Je fais mon mémoire sur les adolescents violents. Mais genre les ado violents quoi. Pas ceux qui pètent un plomb, ceux qui te disent « tu me fais chier je vais fuguer » non. Ceux qui viennent te voir à 10h du soir pour que tu leurs fasses à bouffer, à qui tu dis non et qui t’en collent une direct sans passer par la case négociation ou conflit. Les ados qui te collent un pain pour pouvoir se tirer avec la caisse. Les ados qui ont déjà un casier judiciaire long comme le bras et que ça fait marrer. Les ados qui se défoncent la gueule sous ton nez pas pour se confronter à l’autorité, juste pour se défoncer et oublier. Ces ados là, je les ai eu sur mon deuxième stage, quand je bossais avec des rémis sans famille. J’ai eu la joie de les croiser un an plus tard sur mon stage trois avec Clodo le clodo, aussi inadaptés qu’en foyers. En gros, ces mômes, une fois majeur, la protection de l’enfance s’arrête (logique) et ils passent directement dans les bas fonds de la société, ce qu’on appelle le bas seuil. Avec les plus exclus des exclus. Ils peuvent pas vivre au coeur de la société, ils ont pas compris comment ça marchait.
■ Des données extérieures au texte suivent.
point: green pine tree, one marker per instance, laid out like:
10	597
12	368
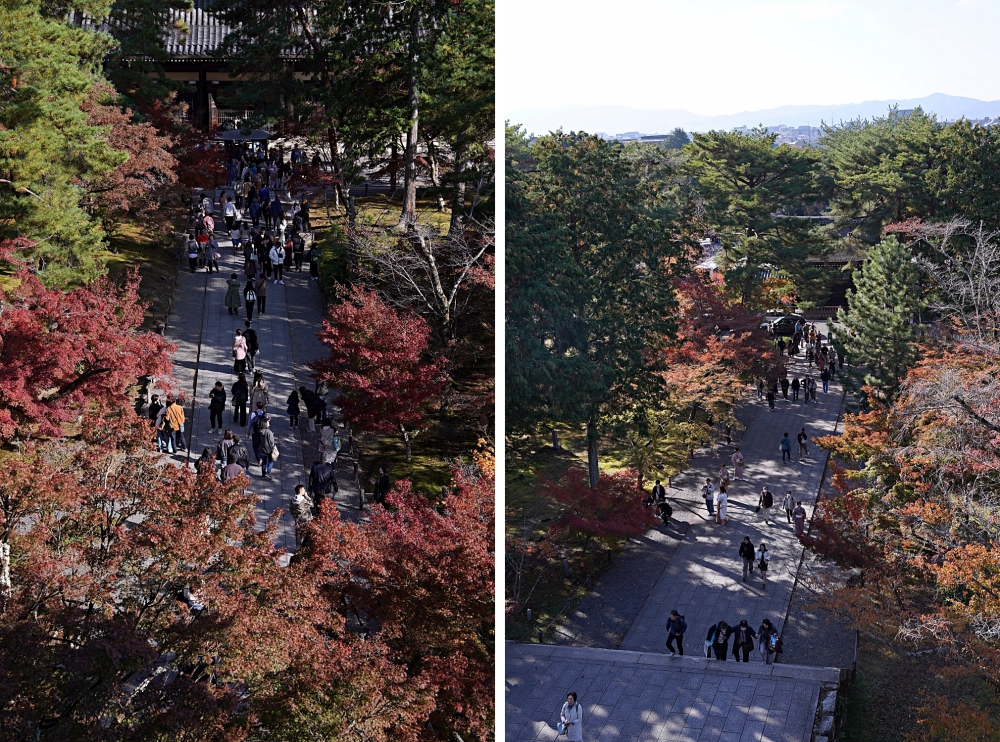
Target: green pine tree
883	309
47	148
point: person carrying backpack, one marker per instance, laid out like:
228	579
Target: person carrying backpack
676	626
765	502
747	551
763	560
717	641
743	639
253	342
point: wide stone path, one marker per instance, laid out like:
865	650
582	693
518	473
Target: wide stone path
203	330
703	580
639	697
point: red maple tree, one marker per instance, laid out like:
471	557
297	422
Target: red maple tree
62	352
378	359
610	512
135	185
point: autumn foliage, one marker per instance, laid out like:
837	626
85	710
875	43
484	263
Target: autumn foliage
610	512
134	186
379	359
61	352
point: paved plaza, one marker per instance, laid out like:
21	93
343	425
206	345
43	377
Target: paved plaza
643	697
630	688
203	330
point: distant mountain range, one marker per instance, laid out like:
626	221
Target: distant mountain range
621	119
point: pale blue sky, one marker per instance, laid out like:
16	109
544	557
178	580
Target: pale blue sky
724	56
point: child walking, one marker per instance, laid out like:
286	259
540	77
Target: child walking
293	409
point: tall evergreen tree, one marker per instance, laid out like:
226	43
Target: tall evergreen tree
47	145
883	171
881	313
591	255
753	191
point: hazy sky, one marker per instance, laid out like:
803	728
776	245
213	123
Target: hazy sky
724	56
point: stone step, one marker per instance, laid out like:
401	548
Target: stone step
652	697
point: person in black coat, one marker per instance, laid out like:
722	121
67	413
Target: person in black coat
241	394
322	479
216	406
718	640
743	639
382	486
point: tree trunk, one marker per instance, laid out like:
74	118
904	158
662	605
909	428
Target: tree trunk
458	197
406	440
592	462
409	213
393	154
435	173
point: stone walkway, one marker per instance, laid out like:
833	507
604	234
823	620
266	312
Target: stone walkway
704	578
203	330
653	697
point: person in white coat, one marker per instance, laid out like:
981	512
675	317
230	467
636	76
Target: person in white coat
277	256
572	717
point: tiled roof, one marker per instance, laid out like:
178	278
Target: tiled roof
205	33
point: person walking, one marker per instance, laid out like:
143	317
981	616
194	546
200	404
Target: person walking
301	511
253	342
205	462
250	297
216	406
222	450
322	480
175	414
268	449
192	253
212	254
717	641
789	504
233	294
737	459
763	561
315	407
571	718
293	409
277	255
799	518
786	448
313	263
260	286
708	492
676	626
722	510
747	552
241	395
743	639
298	251
239	353
767	638
765	502
259	396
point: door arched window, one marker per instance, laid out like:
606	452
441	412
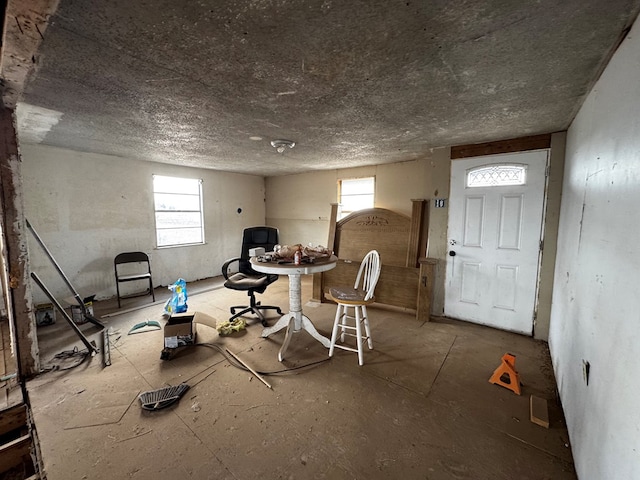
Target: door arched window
497	175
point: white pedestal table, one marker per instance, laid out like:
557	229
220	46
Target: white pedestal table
295	320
Bon là forcément ça m’interpelle un peu quoi. Et donc pour être honnête, c’est pas toujours un plaisir de bosser avec eux, voire jamais, ils sont violents, ils ont pas intégrés la notion de règles, aussi minimes soient elles, ils volent, ils cassent les couilles et y a pas moyen de bosser avec eux, ils refusent, il n’y a pas de lien possible. Donc en gros les questions que je me pose c’est : bordel mais il se passe quoi là ils sortent tous de la protection de l’enfance… Qu’est-ce qui fait que ces gosses ils sont comme ça et qu’est-ce qu’on peut faire quand ils sont mineurs pour les aider à pas finir clochard à 18 ans. Tout un programme quoi.
Et donc (c’est long mais on finira par y arriver) je suis repassée sur mon stage 3 il y a peu, pour dire bonjour et reprendre un petit coup de terrain. Et il y avait un de ces « ados » (20 ans sur le papier). Et il a été chiant ! Mais chiant !!! Les insultes, les menaces pfffff. Et il m’a tellement gonflée, que j’ai eu un espèce de flash là comme ça, un fantasme que j’aurai vendu ma grand-mère à un gérontophile pour pouvoir l’assouvir… Je me suis vue avec une perche à chiens, vous savez les perches pour les types qui bossent pour la fourrière. Ben je me suis vue avec ça, en train de l’attraper et HOP ! HOP ! HOP ! OUVRE LA PORTE !
Putain je suis autant morbide qu’eux… Quel métier de con franchement…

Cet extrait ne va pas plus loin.